Reuters reports that on Thursday, the state-run Xinjiang Daily announced the launch of “cultural propaganda activities” coming soon to the region, in honor of new counter-terrorism laws instated last year and the fact that violence is bad. Such self-professed “propaganda” will feature a “leading role for culture,” which has been interpreted as a warning of musical shenanigans ahead.
There’ll also be public talks from law-enforcers, but more importantly: singing and dancing!
In the words of the paper, the proceedings will “delight and mobilize the masses from all ethnicities to proactively and actively participate in the anti-terrorism struggle.”
Aside from all that the government plans to use social media as part of the campaign to “strengthen public opinion” and “create a good atmosphere” in the typically restive region of Xinjiang. Hopefully, residents will be able to read their messages.

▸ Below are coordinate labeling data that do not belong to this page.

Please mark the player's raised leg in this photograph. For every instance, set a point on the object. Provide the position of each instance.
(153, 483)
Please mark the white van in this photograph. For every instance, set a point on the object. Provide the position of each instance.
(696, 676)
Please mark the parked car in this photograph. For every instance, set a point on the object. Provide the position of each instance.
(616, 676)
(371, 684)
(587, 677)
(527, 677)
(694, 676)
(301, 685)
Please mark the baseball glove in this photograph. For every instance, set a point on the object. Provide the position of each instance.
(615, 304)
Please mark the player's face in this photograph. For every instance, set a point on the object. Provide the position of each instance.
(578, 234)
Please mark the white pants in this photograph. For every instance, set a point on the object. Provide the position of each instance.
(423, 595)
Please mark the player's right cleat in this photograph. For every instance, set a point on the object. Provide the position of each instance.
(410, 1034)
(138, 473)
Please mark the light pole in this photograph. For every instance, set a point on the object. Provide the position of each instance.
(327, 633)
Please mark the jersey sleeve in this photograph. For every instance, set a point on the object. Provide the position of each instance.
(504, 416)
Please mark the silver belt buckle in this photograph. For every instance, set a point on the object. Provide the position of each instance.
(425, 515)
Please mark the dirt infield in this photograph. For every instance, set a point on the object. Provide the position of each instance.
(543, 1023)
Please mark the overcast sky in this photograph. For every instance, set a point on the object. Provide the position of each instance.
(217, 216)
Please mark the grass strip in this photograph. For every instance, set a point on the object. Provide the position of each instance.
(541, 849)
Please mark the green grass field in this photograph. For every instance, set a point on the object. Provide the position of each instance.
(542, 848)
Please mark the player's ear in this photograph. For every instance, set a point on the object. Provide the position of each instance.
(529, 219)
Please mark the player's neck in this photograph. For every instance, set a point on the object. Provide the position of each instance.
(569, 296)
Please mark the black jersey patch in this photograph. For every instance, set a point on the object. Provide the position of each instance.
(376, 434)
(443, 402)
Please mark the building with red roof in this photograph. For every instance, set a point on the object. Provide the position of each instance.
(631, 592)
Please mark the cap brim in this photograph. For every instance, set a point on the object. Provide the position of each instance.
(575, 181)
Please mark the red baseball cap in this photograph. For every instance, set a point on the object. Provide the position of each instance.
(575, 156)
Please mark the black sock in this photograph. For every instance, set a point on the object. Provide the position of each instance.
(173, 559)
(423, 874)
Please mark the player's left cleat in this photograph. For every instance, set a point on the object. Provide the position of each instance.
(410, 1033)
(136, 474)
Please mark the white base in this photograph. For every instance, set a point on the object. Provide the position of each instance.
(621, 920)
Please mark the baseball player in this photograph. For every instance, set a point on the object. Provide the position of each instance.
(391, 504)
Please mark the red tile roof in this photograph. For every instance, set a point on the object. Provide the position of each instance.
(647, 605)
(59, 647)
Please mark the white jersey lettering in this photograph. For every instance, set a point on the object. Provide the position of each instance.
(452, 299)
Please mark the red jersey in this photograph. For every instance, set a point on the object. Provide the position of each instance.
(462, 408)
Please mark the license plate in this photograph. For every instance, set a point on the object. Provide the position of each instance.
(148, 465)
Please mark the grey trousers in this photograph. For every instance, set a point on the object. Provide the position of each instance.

But while there is no ill that isn’t eased through the power of music, it remains to be seen if any group kumbaya moment will appease activists and journalists who lay the blame for unrest among Muslim Uighurs squarely at the feet of the government itself.
Meanwhile, Beijing blames groups of Islamic militants and extremists for problems in the region. In the past, they’ve tried using alcohol, cigarettes and flamethrowers to resolve the issues. They’ve also urged residents to use the “angry stare” to fight terror, but apparently that wasn’t working.
In the end, perhaps this is just a clever counter to the catchy strategy used by ISIS to recruit Chinese Muslims to join their cause.